Edward Thomas, “The Father of Us All”

At Poet’s Corner in Westminster Abbey, London, on 11 November 1985, Poet Laureate Ted Hughes unveiled a slate Memorial Stone that listed sixteen names, all “Poets of the First World War.” In alphabetical vertical order, the list is circumscribed by a line from Wilfred Owen’s poem “Preface.” “My subject is War, and the pity of War. The Poetry is in the pity.” The final name inscribed, above the dates 1914 + 1918, is Edward Thomas, the poet Hughes declared that evening was “the father of us all.”

Owen is more famous now but Thomas had admirers that included Hughes, W.H. Auden, T.S. Eliot, Philip Larkin, and Dylan Thomas. What was innovative for Edward Thomas one hundred years ago, if normal now, was the rhythmic, conversational style, often meditative and ambiguous as well as musically rich, standing apart from his contemporaries, the florid Georgian and the experimental Imagist poets.

The last poem read that Armistice Day in the abbey was Thomas’s “In Memoriam (Easter, 1915),” a simple, elegiac stanza of four lines. Thomas died two years later on Easter Monday, 1917, in France.

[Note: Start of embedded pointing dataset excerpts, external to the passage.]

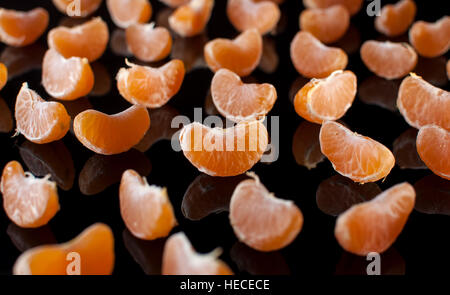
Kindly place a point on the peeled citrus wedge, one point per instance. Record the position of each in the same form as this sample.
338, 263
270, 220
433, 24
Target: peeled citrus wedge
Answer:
224, 152
180, 258
18, 28
238, 101
373, 226
326, 99
88, 40
111, 134
395, 19
66, 79
145, 209
422, 104
431, 39
87, 7
241, 55
151, 87
355, 156
262, 221
248, 14
433, 146
28, 201
387, 59
93, 249
125, 13
191, 18
326, 24
38, 120
313, 59
149, 43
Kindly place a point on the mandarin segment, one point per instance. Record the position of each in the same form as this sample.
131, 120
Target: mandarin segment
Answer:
357, 157
313, 59
95, 247
238, 101
145, 209
111, 134
248, 14
28, 201
262, 221
180, 258
387, 59
373, 226
240, 55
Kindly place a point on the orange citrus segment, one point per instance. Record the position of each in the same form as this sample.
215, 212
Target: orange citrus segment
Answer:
95, 247
111, 134
248, 14
422, 104
241, 55
180, 258
395, 19
151, 87
145, 209
88, 40
373, 226
313, 59
125, 13
66, 79
28, 201
262, 221
433, 146
224, 152
355, 156
149, 43
238, 101
38, 120
326, 99
326, 24
18, 28
190, 19
431, 39
387, 59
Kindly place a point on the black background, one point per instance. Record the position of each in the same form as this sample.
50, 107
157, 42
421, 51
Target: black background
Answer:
422, 247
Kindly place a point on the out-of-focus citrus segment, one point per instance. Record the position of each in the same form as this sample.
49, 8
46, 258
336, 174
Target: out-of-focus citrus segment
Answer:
28, 201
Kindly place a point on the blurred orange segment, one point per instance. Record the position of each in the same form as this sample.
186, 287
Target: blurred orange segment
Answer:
145, 209
355, 156
326, 24
313, 59
19, 28
262, 221
88, 40
431, 39
28, 201
66, 79
148, 43
224, 152
111, 134
240, 55
93, 249
326, 99
373, 226
433, 146
395, 19
191, 19
387, 59
180, 258
238, 101
38, 120
422, 104
150, 87
125, 13
248, 14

The flowers left thick at nightfall in the wood/This Eastertide call into mind the men,
Now far from home, who, with their sweethearts, should/Have gathered them and will do never again.

Born in Lambeth, south London, on 3 March 1878, Philip Edward Thomas, was the son of Philip Henry Thomas of Tredegar, Monmouthshire, and Mary Townsend, whose family was from Neath. Before poetry, Thomas made his name as a literary critic for the London Daily Chronicle. “Burning [his] candle at 3 ends,” Thomas published books, essays, and almost 2,000 reviews. His aid to the Welsh writer W.H. Davies led to a 1907 autobiography of “the tramp poet” with a preface by George Bernard Shaw.

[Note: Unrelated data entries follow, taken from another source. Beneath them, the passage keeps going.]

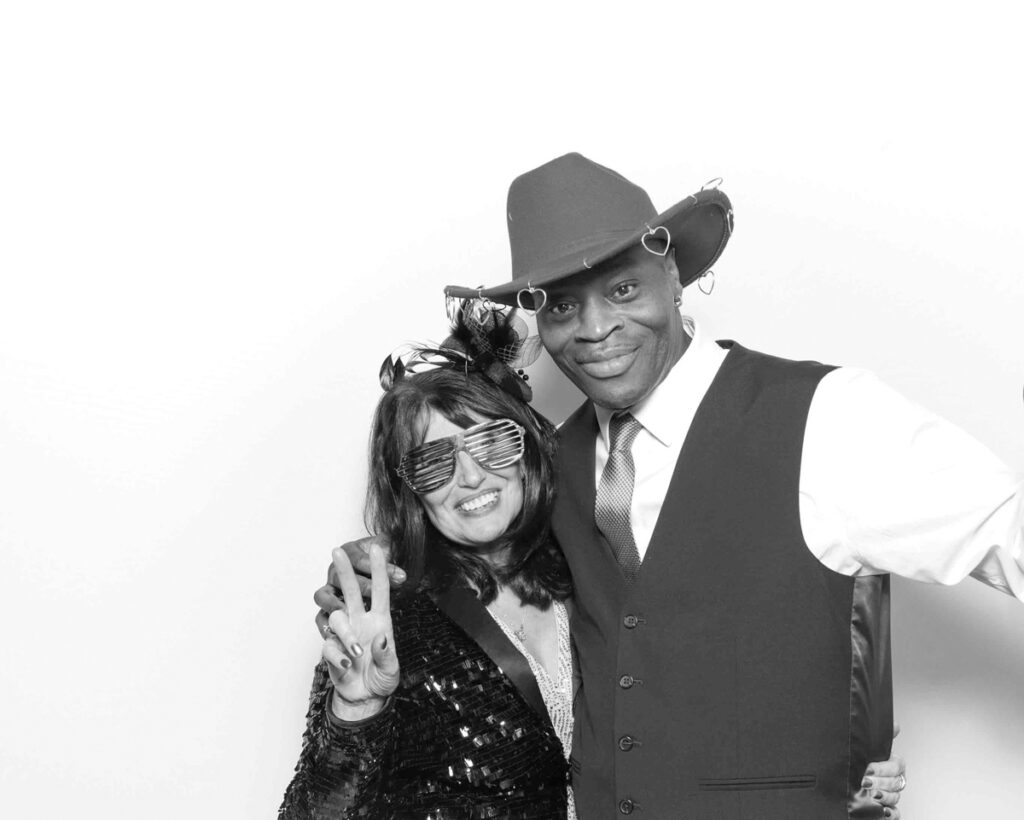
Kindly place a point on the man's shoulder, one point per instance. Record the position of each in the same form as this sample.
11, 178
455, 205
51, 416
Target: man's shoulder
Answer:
770, 365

Another poet Thomas championed was the expatriate American Robert Frost whose collection North of Boston was published in England in 1914. Well reviewed by Thomas, it led to their ensuing friendship, culminating in family visits, country walks, and poetry. On a summer trip to visit Frost, the train Thomas took stopped unexpectedly at a Gloucestershire village. His memory of it turned to “Adlestrop.”

The steam hissed. Someone cleared his throat./No one left and no one came/
On the bare platform. What I saw/Was Adlestrop – only the name

Poetry sprang from their “talks-walking.” Frost commented in 1914 on In Pursuit of Spring, a Thomas travelogue to Somerset: “Declare the form and they’ll call you a poet.” Both men felt the heart of poetry was rhythm rather than rhyme that found fidelity in the phrase instead of the metrical foot, to the music of speech instead of poetic convention. Scanning the prose, Frost implored his friend to “write [it] in verse form in exactly the same cadence.” Thomas noted his 144 poems as “the quintessence” of his prose.

One more effect: The vacillating Thomas inspired “The Road Not Taken,” Frost’s “tricky poem” that led Thomas to decide finally to enlist in the Artists Rifles in July 1915, a reserve regiment that Wilfred Owen also joined. Commissioned a second lieutenant in the Royal Garrison Artillery in November 1916, Thomas was posted to France, and died on the first day of the Second Battle of Arras, 9 April 1917.

Biographer Matthew Hollis has Now All Roads Lead To France (2011), but Thomas has “Words.”

Out of us all/That make rhymes/Will you choose/Sometimes – /As the winds use/A crack in a wall
Or a drain,/Their joy or their pain/To whistle through – /Choose me,/You English words?
. . . . . . . . . . . . . . .
Let me sometimes dance/With you,/Or climb/Or stand perchance
In ecstasy/Fixed and free/In a rhyme,/As poets do.